Author information
1Center for Biostatistics in AIDS Research in the Department of Biostatistics, Harvard T.H. Chan School of Public Health, United States.
2Division of Gastroenterology, University of California San Francisco School of Medicine, United States.
3Department of Medicine, Feinberg School of Medicine, Northwestern University, United States.
4Department of Infectious Diseases, The University of Melbourne, Australia.
5Victorian Infectious Diseases Service, Royal Melbourne Hospital at the Peter Doherty Institute for Infection and Immunity, Australia.
6Department of Infectious Diseases, Alfred Health and Monash University, Australia.
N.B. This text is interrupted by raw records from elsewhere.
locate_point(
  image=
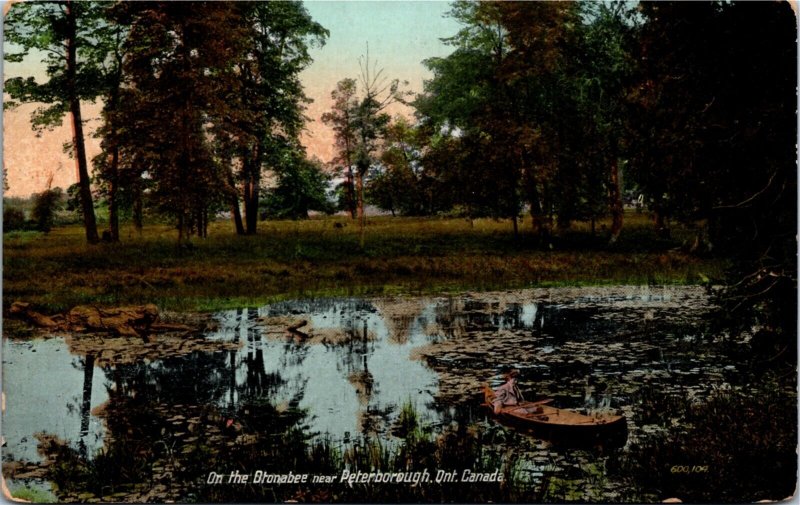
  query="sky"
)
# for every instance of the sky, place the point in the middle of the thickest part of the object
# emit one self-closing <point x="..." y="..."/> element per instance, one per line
<point x="399" y="34"/>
7Division of Infectious Diseases, Johns Hopkins University School of Medicine, United States.
Abstract
With growing interest and efforts to achieve a hepatitis B (HBV) cure, HBV therapeutics have increasingly entered the clinical testing phase. In designing an early phase clinical trial aimed at HBV cure, the heterogeneity in participants and the choice of a biomarker endpoint that signals a cure requires careful consideration. We describe the key elements to consider during the development of HBV clinical trials aimed at a functional cure, and how we have addressed them in the design of a phase II AIDS Clinical Trials Group (ACTG) study, A5394 (NCT05551273). The trial we present is for persons with both HIV and HBV, a unique population that has much to gain from an HBV cure. Our decisions on the design elements are specific to the study agent and the targeted population, but our deliberations may be informative in the emerging field of early phase HBV trials aimed at cure.